WHEN YOU’RE A BIG MAN IN THE BIG CITY, CAN YOU GET AWAY WITH MURDER?
Not that you would actually commit murder. But I’m sure there have been times when you’ve fantasized about doing away with your worst enemy. How would you go about it? What would you do with the body and how would you avoid being caught? Alfred Hitchcock had fun with that idea in Rope (1948) and Strangers on a Train (1951), and there have been many other examples. Director Elio Petri’s most famous film follows in the same path, but takes the audacity to another level.
The former head of the homicide squad (Gian Maria Volonté) has just been promoted and is now a top police official. This is when he decides the time has come to slash the throat of his longtime mistress, Augusta Terzi (Florinda Bolkan). After killing her in her apartment just as they were about to make love, he carefully arranges the murder scene, placing a thread from his blue tie under one of her fingernails, as if to suggest a struggle. He then places an anonymous call to the police and leaves the apartment. He is seen by a young man who lives in the building. At work, he is cheered by his colleagues who congratulate him on his promotion.
He then joins his friends at the homicide squad as they arrive at his mistress’s apartment and find the body. Sweating profusely, he stands there in his blue tie observing his colleagues as they search the crime scene, looking for clues. Will they catch on to him?

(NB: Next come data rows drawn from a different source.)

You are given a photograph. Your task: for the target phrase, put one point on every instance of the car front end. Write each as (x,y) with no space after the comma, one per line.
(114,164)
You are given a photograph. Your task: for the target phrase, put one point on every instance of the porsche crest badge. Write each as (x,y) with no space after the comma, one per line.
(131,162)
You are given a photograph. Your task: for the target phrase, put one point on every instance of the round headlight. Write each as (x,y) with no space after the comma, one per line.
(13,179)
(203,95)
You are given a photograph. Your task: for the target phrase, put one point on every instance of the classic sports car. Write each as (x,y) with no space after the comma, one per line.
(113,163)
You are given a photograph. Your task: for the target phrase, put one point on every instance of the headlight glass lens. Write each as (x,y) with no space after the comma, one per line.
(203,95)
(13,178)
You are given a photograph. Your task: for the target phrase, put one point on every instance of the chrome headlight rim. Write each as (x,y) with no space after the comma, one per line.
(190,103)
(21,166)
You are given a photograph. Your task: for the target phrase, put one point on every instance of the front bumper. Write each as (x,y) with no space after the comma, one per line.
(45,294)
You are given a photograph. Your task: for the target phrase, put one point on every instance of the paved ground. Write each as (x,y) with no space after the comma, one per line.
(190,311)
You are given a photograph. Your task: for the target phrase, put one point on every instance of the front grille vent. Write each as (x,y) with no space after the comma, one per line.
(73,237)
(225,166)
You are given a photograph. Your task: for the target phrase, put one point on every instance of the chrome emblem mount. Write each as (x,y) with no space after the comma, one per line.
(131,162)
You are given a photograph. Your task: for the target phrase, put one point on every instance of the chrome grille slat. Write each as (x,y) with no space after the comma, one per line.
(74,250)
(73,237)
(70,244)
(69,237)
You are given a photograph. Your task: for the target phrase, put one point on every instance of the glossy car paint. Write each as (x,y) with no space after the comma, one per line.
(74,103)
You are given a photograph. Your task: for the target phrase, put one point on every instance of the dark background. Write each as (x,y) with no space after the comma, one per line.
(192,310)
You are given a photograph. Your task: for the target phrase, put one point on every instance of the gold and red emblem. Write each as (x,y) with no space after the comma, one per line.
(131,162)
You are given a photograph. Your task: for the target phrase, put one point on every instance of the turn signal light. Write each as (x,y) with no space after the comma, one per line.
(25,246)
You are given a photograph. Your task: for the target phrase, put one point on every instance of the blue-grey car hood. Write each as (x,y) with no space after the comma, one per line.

This film is sometimes regarded as the first in a series of highly political stories commenting on Italian society; it was immediately followed by The Working Class Goes to Heaven that reunited Petri with writer Ugo Pirro and star Volonté. Previously a member of a Communist party, Petri never had much sympathy for the powerful ruling classes, which is obvious also in this film. It’s a riveting opening, typical of a thriller, as we see the police inspector kill Augusta and then dash off to work where people are too impressed by his hands-on management to question him.
There have been some critics over the years who lost interest in the talky proceedings after that opening, but it is in fact Petri’s unabashed attack on the key figures in Italian society that lifts this thriller out of the ordinary. The last half hour becomes boldly satirical; a gutsy choice since that kind of gamble makes it so easy for a filmmaker to fall on his ass. But Petri pulls it off and makes his point about how the powers that be will do anything to protect its own. What comes before that is a very entertaining odyssey of how Volonté’s cop keeps weaving from either covering his tracks or providing enough clues to make an arrest inevitable. His behavior is not entirely clear, neither to us nor him, it would seem. Volonté is simply brilliant, playing the character as a man on the edge, often the barking authoritarian who looks down on everyone (including the camera that often catches him in close-ups), but sometimes just pleading to end the charade.
Cinematographer Luigi Kuveiller follows him around with great interest and from different angles, making this a lively and highly cinematic experience, in spite of the amount of dialogue. Ennio Morricone has written a theme that is impossible to get out of one’s head, a playful tune that increases tension but also lends the satire a lighter touch.
Delusions of grandeur and self-loathing – Petri illustrates this battle inside Volonté’s cop to great effect. The movie may start out as reminiscent of a dark Hitchcockian fantasy… but its conclusions concern every citizen, and unfortunately Petri has no consolation to offer.
Investigation of a Citizen Above Suspicion 1970-Italy. 115 min. Color. Produced by Marina Cicogna, Daniele Senatore. Directed by Elio Petri. Screenplay: Elio Petri, Ugo Pirro. Cinematography: Luigi Kuveiller. Music: Ennio Morricone. Cast: Gian Maria Volonté (The Police Inspector), Florinda Bolkan (Augusta Terzi), Gianni Santuccio (Police Commissioner), Salvo Randone, Arturo Dominici.
Trivia: Original title: Indagine su un cittadino al di sopra di ogni sospetto.
Oscar: Best Foreign Language Film. Cannes: Grand Prize of the Jury.